Division of Cancer Epidemiology and Genetics, NCI, Rockville, Maryland.
Cancer Prevention Fellowship Program, Division of Cancer Prevention, NCI, Rockville, Maryland.
Cancer Epidemiol Biomarkers Prev. 2021 Jun;30(6):1275-1278. doi: 10.1158/1055-9965.EPI-20-1775. Epub 2021 Mar 18.
Studies evaluating the association between peripheral blood leukocyte telomere length (LTL) and testicular germ cell tumor (TGCT) risk have produced conflicting results.

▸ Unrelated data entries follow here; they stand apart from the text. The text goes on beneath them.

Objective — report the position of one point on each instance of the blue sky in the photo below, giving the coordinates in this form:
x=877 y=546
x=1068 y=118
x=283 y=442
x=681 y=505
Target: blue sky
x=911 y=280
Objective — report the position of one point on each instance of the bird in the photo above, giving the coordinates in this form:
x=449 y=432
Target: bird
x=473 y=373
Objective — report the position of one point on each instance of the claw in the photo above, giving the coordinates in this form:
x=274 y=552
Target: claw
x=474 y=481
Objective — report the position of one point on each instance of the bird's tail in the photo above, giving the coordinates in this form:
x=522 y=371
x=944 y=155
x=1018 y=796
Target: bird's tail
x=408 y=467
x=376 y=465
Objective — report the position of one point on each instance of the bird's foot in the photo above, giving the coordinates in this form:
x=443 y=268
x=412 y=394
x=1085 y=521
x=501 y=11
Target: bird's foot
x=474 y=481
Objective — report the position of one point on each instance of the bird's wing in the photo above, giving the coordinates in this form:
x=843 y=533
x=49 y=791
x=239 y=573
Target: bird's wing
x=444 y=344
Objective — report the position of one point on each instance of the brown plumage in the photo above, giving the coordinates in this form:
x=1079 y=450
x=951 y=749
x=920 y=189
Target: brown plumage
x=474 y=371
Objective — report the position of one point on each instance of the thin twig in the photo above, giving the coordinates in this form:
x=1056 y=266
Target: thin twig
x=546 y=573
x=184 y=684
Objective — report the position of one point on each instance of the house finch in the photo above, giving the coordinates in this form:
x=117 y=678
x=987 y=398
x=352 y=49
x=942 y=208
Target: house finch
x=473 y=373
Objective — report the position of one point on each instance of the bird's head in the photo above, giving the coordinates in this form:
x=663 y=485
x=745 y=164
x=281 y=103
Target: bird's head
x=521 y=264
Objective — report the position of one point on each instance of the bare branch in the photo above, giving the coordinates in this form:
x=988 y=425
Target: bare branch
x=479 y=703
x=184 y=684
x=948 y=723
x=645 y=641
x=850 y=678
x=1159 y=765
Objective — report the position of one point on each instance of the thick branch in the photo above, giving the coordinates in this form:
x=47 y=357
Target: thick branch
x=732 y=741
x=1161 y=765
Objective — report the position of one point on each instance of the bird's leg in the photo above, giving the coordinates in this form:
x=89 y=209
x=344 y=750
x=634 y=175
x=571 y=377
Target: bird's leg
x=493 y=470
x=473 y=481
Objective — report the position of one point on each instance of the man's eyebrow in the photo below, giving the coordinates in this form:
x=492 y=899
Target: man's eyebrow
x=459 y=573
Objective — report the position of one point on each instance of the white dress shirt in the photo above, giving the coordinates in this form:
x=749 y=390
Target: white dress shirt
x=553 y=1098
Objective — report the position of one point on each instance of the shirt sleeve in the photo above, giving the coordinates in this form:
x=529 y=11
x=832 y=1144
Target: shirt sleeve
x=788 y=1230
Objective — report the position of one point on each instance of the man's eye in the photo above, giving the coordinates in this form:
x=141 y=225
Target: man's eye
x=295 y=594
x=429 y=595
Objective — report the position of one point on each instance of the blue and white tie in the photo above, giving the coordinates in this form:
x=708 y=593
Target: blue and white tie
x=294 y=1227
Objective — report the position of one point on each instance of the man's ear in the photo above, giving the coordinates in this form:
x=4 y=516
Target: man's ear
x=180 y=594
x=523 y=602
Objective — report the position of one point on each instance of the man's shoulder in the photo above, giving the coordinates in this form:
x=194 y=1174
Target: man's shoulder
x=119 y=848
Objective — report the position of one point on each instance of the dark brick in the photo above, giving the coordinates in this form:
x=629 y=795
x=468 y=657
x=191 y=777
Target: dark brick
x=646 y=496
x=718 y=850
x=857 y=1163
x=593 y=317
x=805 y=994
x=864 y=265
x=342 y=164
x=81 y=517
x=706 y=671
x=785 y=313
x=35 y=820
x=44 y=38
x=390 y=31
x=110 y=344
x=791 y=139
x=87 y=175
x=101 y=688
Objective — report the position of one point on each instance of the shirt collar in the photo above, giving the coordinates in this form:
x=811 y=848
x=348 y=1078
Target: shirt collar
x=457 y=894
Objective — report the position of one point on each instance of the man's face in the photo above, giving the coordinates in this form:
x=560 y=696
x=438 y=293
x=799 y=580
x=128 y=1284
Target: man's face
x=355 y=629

Using available genotype data from the Testicular Cancer Consortium (TECAC), polygenic risk score and Mendelian randomization analyses of genetic variants previously associated with LTL were used to assess potential etiologic associations between telomere length and TGCT risk.
Genetically inferred telomere length was not associated with TGCT risk among 2,049 cases and 6,921 controls with individual-level genotype data (OR, 1.02; 95% confidence interval, 0.97-1.07). Mendelian randomization analyses using summary statistic data further indicated no evidence for an association between telomere length and TGCT risk among all available TECAC participants (3,558 cases and 13,971 controls).
Our analyses in the largest molecular genetic testicular cancer study to date provide no evidence for an association between genetically inferred peripheral blood LTL and TGCT risk.
The lack of evidence for an overall association indicates that peripheral blood LTL is likely not a strong biomarker for TGCT risk.
评估外周血白细胞端粒长度(LTL)与睾丸生殖细胞肿瘤(TGCT)风险之间关联的研究结果相互矛盾。
利用睾丸癌联盟(TECAC)的可用基因型数据,对先前与 LTL 相关的遗传变异进行多基因风险评分和孟德尔随机化分析,以评估端粒长度与 TGCT 风险之间潜在的病因关联。
在具有个体水平基因型数据的 2049 例病例和 6921 例对照中,遗传推断的端粒长度与 TGCT 风险无关(OR,1.02;95%置信区间,0.97-1.07)。使用汇总统计数据进行的孟德尔随机化分析进一步表明,在所有可用的 TECAC 参与者中,端粒长度与 TGCT 风险之间没有关联(3558 例病例和 13971 例对照)。
我们在迄今为止最大的分子遗传学睾丸癌研究中的分析结果表明,遗传推断的外周血 LTL 与 TGCT 风险之间没有关联。
缺乏总体关联的证据表明,外周血 LTL 不太可能是 TGCT 风险的一个强有力的生物标志物。